Heureusement, mes yeux bleus, mon sourire et mon air de gavroche blondinet ont toujours joué en ma faveur. Dans un nouveau marmonnement, Anaïs décrète que « cela ira, pour cette fois », mais que j'aurais intérêt à prendre le pli assez rapidement, surtout à l'heure du service où il ne faut ni chômer, ni traîner.
— Allez viens, on va déjeuner avant l'arrivée des premiers clients.
J'opine, puis lui emboîte le pas, laissant les douces odeurs de daube envahir mes narines lorsqu'elle pousse les portes du restaurant. Une part de nostalgie m'enveloppe à la pensée que je suis de retour ici, dans ce village. Une seconde, je revois les visages de Prune et Mira, alors que nous courrions dans les vergers, ou jouions à 1, 2, 3 soleil aux heures les plus chaudes de l'après-midi. Robion m'a offert mes plus beaux souvenirs, et même si j'appréhende les mois à venir, comme l'avenir plus lointain, une part de moi est heureux d'être de nouveau là.
— Ton visage ne m'est pas inconnu, on s'est déjà vu ? lance Anaïs en tirant une chaise pour s'asseoir.
— J'ai vécu brièvement ici il y a sept ans, expliqué-je en prenant place en face d'elle.
Le patron, qui s'appelle Guy, nous rejoint une seconde après nous avoir servi trois assiettes pleines de daube. La sauce embaume toute la pièce, la purée a l'air délicieuse, et la viande tendre.

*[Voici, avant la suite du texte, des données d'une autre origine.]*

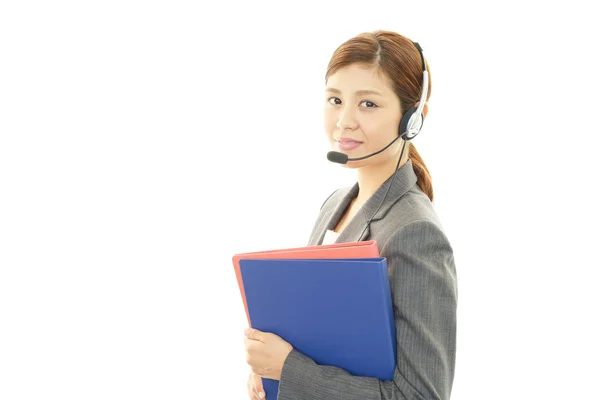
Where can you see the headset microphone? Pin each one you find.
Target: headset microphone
(341, 158)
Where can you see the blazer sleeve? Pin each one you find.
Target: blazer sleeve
(424, 296)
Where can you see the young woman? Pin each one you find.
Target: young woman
(376, 91)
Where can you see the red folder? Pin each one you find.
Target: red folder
(366, 249)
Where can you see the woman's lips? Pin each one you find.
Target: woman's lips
(347, 144)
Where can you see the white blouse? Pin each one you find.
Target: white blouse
(330, 237)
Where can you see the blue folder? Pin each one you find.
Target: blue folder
(336, 311)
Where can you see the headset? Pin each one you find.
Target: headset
(410, 126)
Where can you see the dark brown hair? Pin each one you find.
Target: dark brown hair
(400, 62)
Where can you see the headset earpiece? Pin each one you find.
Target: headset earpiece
(410, 128)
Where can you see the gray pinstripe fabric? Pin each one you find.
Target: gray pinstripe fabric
(424, 292)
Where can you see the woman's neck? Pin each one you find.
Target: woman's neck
(370, 178)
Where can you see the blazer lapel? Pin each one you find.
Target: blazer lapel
(358, 228)
(332, 216)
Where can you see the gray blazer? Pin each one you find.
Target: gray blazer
(424, 294)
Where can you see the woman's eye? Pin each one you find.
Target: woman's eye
(369, 104)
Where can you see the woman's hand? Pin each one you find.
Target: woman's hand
(255, 389)
(266, 353)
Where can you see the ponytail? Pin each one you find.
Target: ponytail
(423, 177)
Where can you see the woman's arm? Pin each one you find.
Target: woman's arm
(423, 283)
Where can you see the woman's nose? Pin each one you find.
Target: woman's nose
(347, 120)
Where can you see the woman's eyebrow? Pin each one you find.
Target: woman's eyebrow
(358, 92)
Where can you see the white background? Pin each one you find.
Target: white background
(142, 144)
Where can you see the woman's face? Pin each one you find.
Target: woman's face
(362, 114)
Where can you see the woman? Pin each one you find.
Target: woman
(374, 83)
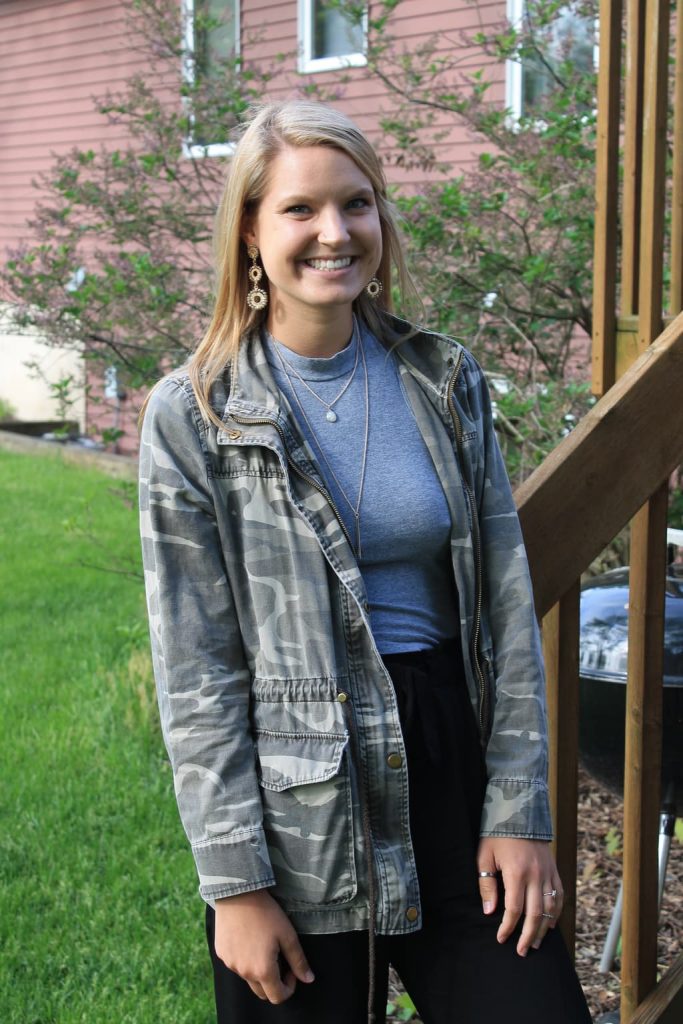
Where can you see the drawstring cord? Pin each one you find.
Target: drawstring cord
(368, 838)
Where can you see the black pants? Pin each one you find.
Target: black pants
(454, 968)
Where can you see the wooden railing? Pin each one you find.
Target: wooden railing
(614, 466)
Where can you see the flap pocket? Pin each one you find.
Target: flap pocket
(288, 760)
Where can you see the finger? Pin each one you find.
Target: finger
(550, 913)
(532, 919)
(488, 893)
(514, 904)
(257, 989)
(276, 988)
(487, 883)
(295, 956)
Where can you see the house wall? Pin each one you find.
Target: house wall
(54, 56)
(271, 25)
(28, 367)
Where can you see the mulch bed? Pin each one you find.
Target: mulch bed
(599, 872)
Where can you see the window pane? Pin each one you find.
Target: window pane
(569, 37)
(334, 35)
(214, 34)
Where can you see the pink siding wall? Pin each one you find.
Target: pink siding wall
(273, 24)
(54, 56)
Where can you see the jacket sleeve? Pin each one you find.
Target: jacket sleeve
(203, 683)
(516, 803)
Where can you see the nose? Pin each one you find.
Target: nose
(333, 229)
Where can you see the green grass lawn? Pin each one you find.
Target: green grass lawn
(99, 916)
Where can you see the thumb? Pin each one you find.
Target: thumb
(295, 956)
(487, 885)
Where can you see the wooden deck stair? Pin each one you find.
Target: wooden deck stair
(615, 465)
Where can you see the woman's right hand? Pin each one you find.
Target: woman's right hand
(253, 937)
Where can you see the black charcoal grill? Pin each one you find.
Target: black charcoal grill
(603, 657)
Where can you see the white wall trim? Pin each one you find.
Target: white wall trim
(190, 150)
(309, 66)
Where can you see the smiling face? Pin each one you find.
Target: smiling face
(318, 233)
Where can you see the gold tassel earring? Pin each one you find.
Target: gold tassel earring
(374, 288)
(256, 297)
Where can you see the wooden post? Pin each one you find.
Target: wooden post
(633, 127)
(676, 294)
(606, 198)
(642, 780)
(654, 173)
(560, 643)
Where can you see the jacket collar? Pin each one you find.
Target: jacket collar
(254, 394)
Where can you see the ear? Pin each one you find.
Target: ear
(247, 232)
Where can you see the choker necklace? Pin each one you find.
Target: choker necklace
(330, 416)
(355, 509)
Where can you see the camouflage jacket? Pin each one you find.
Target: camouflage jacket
(279, 716)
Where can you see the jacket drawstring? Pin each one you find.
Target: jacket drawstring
(368, 839)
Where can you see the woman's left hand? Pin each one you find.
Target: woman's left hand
(531, 886)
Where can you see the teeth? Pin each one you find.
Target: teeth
(330, 264)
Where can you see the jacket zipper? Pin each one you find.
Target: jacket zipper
(458, 427)
(297, 469)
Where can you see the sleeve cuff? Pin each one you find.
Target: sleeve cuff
(232, 863)
(518, 808)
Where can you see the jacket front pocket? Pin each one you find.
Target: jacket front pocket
(307, 815)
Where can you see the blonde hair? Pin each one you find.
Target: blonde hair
(294, 123)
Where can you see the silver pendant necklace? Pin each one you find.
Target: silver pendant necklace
(330, 415)
(354, 509)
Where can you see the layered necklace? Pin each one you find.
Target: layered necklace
(331, 416)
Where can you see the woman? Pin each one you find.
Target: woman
(344, 640)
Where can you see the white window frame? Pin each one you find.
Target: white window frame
(514, 70)
(197, 151)
(308, 65)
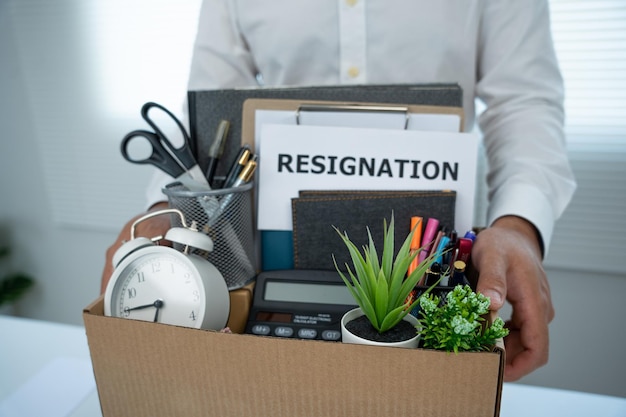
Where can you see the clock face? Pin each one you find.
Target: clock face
(159, 287)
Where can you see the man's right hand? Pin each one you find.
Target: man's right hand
(156, 226)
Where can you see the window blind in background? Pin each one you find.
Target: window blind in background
(590, 40)
(109, 57)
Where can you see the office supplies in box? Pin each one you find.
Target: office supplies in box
(151, 369)
(316, 243)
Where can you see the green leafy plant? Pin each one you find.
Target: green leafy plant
(380, 288)
(458, 324)
(13, 285)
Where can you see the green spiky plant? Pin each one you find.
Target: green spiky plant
(380, 288)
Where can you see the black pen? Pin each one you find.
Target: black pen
(242, 159)
(217, 149)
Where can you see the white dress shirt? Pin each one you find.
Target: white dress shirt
(499, 51)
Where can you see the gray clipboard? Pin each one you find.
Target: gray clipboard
(208, 107)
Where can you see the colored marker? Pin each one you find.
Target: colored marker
(416, 227)
(429, 235)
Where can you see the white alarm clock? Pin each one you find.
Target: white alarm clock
(161, 284)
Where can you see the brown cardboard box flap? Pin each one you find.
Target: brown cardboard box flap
(149, 369)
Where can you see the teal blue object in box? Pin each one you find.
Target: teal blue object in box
(276, 250)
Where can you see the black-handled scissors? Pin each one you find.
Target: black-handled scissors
(177, 162)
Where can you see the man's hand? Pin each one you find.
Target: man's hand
(156, 226)
(509, 259)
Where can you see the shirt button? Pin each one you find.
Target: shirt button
(353, 72)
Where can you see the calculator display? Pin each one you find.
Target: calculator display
(307, 292)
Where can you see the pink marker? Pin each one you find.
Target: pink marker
(429, 235)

Mon ventre gargouille déjà de plaisir.
— Pourquoi t'es parti ? attaque Anaïs.
— Pour prendre l'air.
Et quel air !
— Et toi, enchaîné-je pour éviter qu'elle ne s'aventure sur des terrains glissants. Tu vis ici depuis combien de temps ?
— Toujours.
Le patron ricane.
— C'est ma nièce, explique-t-il. Elle est née à Avignon, elle a grandi à Robion, comme la plupart des habitants de ce village.
Effectivement ! J'avais déjà relevé, à l'époque, combien ces gens sont consanguins et attachés à leur racine. Lorsque je sortais avec Prune et Mira, tout le monde les saluait, comme si le village entier les connaissait. Une part de moi désirait posséder ce qu'elles avaient : ce sentiment d'allégresse et de sécurité, cette impression d'être à l'abri et surveillé – avec bienveillance et douceur -, à chaque coin de rue.
Loin des cris, loin des pleurs.
Pitchoune : Terme affectueux utilisé dans le Sud de la France pour désigner un jeune enfant.
Yeux de Gobi : Expression provençale pour dire « Avoir les yeux ronds ».